Independent myocardial regeneration is questionable

Does the heart have the ability to heal itself?

Kirill Stasevich, CompulentaScience does not stop trying to awaken regenerative abilities in the heart: there is no need to explain how many medical problems this would solve.

In recent years, works of this kind have often referred to the article by Porrello et al. Transient Regenerative Potential of the Neonatal Mouse Heart, published in 2011 in Nature. Its authors claimed that they managed to achieve self-healing of the heart muscle of newborn mice after surgery.

Generally speaking, the appearance of new cells in the mammalian heart is possible only during intrauterine development, and stem cells in the heart fall asleep immediately after birth. But in 2011, it was possible to detect the restoration of cells exactly that in newborn mice. The piquancy of the results was also added by the fact that the heart was restored not at the expense of stem cells, but with the help of ordinary, mature muscle cells, which allegedly had the ability to divide. It is clear that everyone immediately started talking about the restoration of the human heart – since everything worked out for mice.

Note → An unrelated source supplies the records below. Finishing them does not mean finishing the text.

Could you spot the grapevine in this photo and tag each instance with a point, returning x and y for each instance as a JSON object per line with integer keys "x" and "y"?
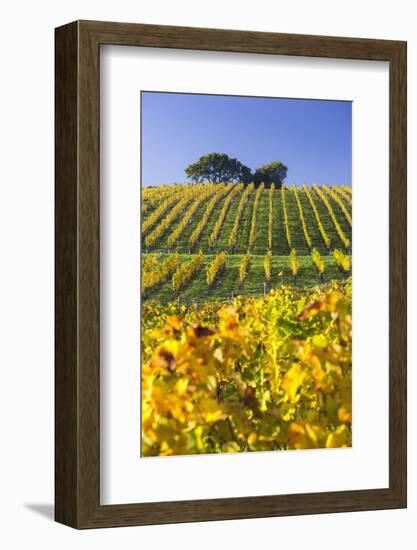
{"x": 155, "y": 276}
{"x": 342, "y": 260}
{"x": 271, "y": 215}
{"x": 186, "y": 271}
{"x": 225, "y": 208}
{"x": 244, "y": 267}
{"x": 324, "y": 235}
{"x": 213, "y": 380}
{"x": 294, "y": 263}
{"x": 195, "y": 235}
{"x": 252, "y": 235}
{"x": 336, "y": 224}
{"x": 318, "y": 262}
{"x": 339, "y": 202}
{"x": 302, "y": 219}
{"x": 268, "y": 265}
{"x": 284, "y": 210}
{"x": 157, "y": 214}
{"x": 342, "y": 193}
{"x": 240, "y": 208}
{"x": 180, "y": 228}
{"x": 215, "y": 267}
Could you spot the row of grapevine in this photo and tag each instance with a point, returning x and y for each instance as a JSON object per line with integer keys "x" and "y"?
{"x": 271, "y": 215}
{"x": 268, "y": 265}
{"x": 213, "y": 387}
{"x": 252, "y": 235}
{"x": 342, "y": 260}
{"x": 330, "y": 210}
{"x": 180, "y": 228}
{"x": 323, "y": 233}
{"x": 318, "y": 261}
{"x": 195, "y": 235}
{"x": 294, "y": 263}
{"x": 342, "y": 193}
{"x": 339, "y": 202}
{"x": 302, "y": 219}
{"x": 155, "y": 274}
{"x": 285, "y": 216}
{"x": 244, "y": 267}
{"x": 164, "y": 224}
{"x": 216, "y": 267}
{"x": 152, "y": 196}
{"x": 240, "y": 208}
{"x": 157, "y": 214}
{"x": 186, "y": 271}
{"x": 225, "y": 208}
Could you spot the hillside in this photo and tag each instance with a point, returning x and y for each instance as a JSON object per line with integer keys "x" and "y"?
{"x": 180, "y": 221}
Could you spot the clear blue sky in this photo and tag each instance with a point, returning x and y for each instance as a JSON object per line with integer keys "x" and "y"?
{"x": 312, "y": 137}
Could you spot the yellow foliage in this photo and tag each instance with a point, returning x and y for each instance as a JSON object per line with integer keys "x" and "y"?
{"x": 261, "y": 373}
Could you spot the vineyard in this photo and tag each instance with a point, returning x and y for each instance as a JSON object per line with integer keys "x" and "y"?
{"x": 258, "y": 374}
{"x": 205, "y": 242}
{"x": 246, "y": 318}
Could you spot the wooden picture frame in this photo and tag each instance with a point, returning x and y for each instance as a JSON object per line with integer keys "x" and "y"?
{"x": 77, "y": 382}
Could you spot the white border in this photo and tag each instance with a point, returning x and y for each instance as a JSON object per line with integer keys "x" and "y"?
{"x": 124, "y": 476}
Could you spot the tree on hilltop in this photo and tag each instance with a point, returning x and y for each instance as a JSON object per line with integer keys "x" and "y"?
{"x": 273, "y": 172}
{"x": 217, "y": 168}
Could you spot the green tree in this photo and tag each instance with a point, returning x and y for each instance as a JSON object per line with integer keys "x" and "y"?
{"x": 218, "y": 167}
{"x": 273, "y": 172}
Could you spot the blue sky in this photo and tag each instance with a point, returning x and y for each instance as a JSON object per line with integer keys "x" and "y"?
{"x": 312, "y": 137}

However, it is possible that the dreams of a regenerating heart will have to say goodbye. Ditte C. Andersen from the University of Southern Denmark, together with colleagues, tried to reproduce exactly the already legendary work with mice. In one-day mice, about 15% of the cardiac tissue in the area of the apex of the left ventricle had to be surgically removed, after which it remained only to observe how the heart would restore its anatomy and functions, which took 21 days.

No recovery of functions was noticed this time, but something else was discovered: the heart was overgrown not with muscle cells, but with an ordinary scar, which is formed, for example, after a heart attack. The results of the experiment are published in the journal Stem Cell Reports, so far in the form of a pdf file (Andersen et al., Do Neonatal Mouse Hearts Regenerate following Heart Apex Resection?).

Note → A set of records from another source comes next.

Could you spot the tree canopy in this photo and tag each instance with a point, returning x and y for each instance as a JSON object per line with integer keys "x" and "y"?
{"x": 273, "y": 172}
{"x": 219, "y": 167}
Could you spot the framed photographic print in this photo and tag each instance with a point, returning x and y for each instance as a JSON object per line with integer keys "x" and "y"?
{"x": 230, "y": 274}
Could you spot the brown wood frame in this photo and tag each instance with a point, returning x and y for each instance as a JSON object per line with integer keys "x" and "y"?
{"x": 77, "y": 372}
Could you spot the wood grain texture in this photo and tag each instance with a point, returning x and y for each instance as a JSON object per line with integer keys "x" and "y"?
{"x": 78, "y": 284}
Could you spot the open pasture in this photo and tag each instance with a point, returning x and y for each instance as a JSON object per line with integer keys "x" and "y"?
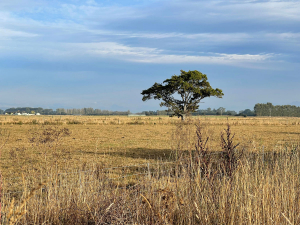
{"x": 56, "y": 169}
{"x": 117, "y": 141}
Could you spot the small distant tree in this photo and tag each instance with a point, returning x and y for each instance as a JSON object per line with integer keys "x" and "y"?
{"x": 191, "y": 86}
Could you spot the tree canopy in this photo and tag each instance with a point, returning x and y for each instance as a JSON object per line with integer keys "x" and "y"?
{"x": 191, "y": 87}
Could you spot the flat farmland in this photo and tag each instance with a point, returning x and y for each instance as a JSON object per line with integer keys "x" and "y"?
{"x": 117, "y": 141}
{"x": 141, "y": 170}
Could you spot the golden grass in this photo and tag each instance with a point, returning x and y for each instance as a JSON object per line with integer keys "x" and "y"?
{"x": 262, "y": 189}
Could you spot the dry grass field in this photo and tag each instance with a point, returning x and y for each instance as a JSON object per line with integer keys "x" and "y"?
{"x": 39, "y": 149}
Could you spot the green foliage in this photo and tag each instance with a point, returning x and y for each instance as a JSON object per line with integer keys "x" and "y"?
{"x": 191, "y": 86}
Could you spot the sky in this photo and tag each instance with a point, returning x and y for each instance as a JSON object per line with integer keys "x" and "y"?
{"x": 103, "y": 53}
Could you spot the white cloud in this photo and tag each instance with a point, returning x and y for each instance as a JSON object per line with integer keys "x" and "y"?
{"x": 7, "y": 33}
{"x": 153, "y": 55}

Mouse heart with a piece of ventricle cut out
and beginning to form a scar (colored red)
(illustration by the authors of the work).

Of course, the authors of the 2011 article were not slow to doubt the new data, writing them off as inept execution of the experiment (however, no more specific comments were followed). In addition to them, other research groups responded, which also tried to reproduce the regeneration of the heart. According to Bernhard Haubner from the Institute of Molecular Biotechnology (Austria), his group also failed to obtain reliable results – mostly due to the fact that mice very often died after surgery. That is, it is possible that regeneration took place in them, but how and how much, it is impossible to say.

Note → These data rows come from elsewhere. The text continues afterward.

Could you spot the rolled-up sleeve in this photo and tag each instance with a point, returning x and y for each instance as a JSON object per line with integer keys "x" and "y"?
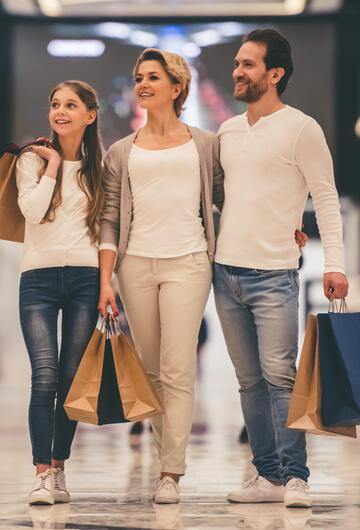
{"x": 35, "y": 194}
{"x": 110, "y": 213}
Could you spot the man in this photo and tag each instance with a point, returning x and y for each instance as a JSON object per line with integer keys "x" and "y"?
{"x": 273, "y": 156}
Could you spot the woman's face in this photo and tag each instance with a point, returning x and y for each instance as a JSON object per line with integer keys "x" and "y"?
{"x": 154, "y": 89}
{"x": 68, "y": 114}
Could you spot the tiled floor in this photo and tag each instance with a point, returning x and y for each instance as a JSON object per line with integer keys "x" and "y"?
{"x": 111, "y": 484}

On the other hand, some scientists have successfully reproduced the regeneration of the heart. According to Richard Lee from Harvard (USA), it is not surprising that different laboratories have different results: with the surgical removal of a part of the ventricle, the state of the heart is affected by many factors that can help both regeneration and scar healing, and it is impossible to say in advance which process will prevail.

In general, as you can see, the question of heart regeneration, to put it mildly, does not have an unambiguous answer. Now most laboratories dealing with this problem force experimental animals to suffer a heart attack: after all, this is a more natural injury than cutting out a piece of the heart. As for the method described above, the analysis of the reasons why different researchers get different results can be useful not only in understanding the physiology of the heart, but also for purely methodological purposes. After all, there can be no talk of any regeneration of the heart in the clinic until the methods and results are coordinated with each other so as to exclude all possible "surprises".

However, to make the heart cells divide, we still have to get into their molecular genetic structure, even if we are not going to turn them into stem cells.

Prepared based on the materials of The Scientist: “Breakthrough” Tough to Reproduce.